Gold highest since 2011 as second-wave fears hinder economic recovery
By Liam Sheasby, News Editor
01 Jul 2020
The price of gold today hit $1,789.69 per ounce this morning – gold's highest value since late 2011 - as markets and economies alike continue to struggle to function in lockdown.
This, combined with the continued global increase of Covid-19 cases, has many concerned that lockdown will be prolonged in nations yet to beat the virus, or return to those who had previously thought themselves clear. This would continue to hinder consumer demand, as well as increase the reliability on state aid - neither of which benefits a free market economy.
Such is the concern over the international markets – particularly in the US – that gold imports from Switzerland to America totaled 127 tonnes; a record high for monthly gold imports. Standard Chartered reports that, based on Swiss trade data, 285.9 tonnes have gone from Switzerland to the USA in the past year, which is more than the total for the previous decade.
Price forecasts have been circulating with ever-more visibility in recent weeks, with UBS suggesting $1,800 per ounce by the end of 2020 – a figure that could be passed by the end of July at gold's current rate of demand. Goldman Sachs has amended its prediction for 2020 to a slightly higher value of $2,000 per ounce by the end of the year, up from $1,800 at the start of the year, with analysts warning that low interest rates and the risk of currency debasement (devaluation) are the key fear factors.
These sentiments are also shared by Standard Chartered, who told Kitco: “We expect gold to continue to draw investor interest given unprecedented global monetary easing and fiscal stimulus, low to negative interest rates, and gold’s strong correlation with real yields.”

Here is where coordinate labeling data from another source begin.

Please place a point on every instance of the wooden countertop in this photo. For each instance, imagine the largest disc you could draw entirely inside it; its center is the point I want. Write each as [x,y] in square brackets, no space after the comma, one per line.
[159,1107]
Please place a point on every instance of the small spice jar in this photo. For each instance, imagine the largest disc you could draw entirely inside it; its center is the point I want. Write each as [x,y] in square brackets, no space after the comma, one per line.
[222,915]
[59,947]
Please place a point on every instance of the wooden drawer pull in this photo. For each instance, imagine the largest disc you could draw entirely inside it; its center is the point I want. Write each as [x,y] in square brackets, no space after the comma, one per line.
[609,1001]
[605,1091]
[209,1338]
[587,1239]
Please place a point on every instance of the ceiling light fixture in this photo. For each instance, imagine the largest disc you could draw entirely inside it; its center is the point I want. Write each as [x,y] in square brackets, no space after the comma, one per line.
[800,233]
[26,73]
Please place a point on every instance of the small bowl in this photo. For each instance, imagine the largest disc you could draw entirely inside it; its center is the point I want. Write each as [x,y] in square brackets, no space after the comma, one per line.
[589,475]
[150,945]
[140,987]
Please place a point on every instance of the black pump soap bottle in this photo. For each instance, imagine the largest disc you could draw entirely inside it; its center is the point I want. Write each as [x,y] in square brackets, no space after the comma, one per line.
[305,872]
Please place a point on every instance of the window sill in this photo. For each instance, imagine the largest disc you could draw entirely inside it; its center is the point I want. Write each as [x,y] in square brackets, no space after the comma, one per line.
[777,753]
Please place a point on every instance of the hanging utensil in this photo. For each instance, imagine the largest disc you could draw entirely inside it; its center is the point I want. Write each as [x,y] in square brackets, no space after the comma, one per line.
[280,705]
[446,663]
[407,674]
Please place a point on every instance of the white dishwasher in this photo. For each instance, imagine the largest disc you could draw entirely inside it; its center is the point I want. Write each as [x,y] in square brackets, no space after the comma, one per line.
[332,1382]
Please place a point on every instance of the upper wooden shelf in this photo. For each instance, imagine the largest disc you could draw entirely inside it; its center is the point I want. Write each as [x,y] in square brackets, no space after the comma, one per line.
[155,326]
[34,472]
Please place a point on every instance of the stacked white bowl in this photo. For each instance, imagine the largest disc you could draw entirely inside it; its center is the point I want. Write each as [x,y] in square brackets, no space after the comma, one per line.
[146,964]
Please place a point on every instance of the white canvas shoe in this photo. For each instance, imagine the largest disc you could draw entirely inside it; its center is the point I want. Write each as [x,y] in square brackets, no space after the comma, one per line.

One man in particular, President Donald Trump, is being highlighted as key factor in gold prices potentially rising further in 2020 and 2021. America is still in the grips of a trade war with China, as well as struggling to manage social unrest and the coronavirus. With the presidential election this autumn, it's inevitable that Trump will fight his corner, but politics is about compromise – something Mr Trump isn't a fan of. The resulting social unrest from future unpopular policy decisions could disrupt any coronavirus recovery, which will in turn weaken the Dollar. This would be bad for the US economy, but good for gold.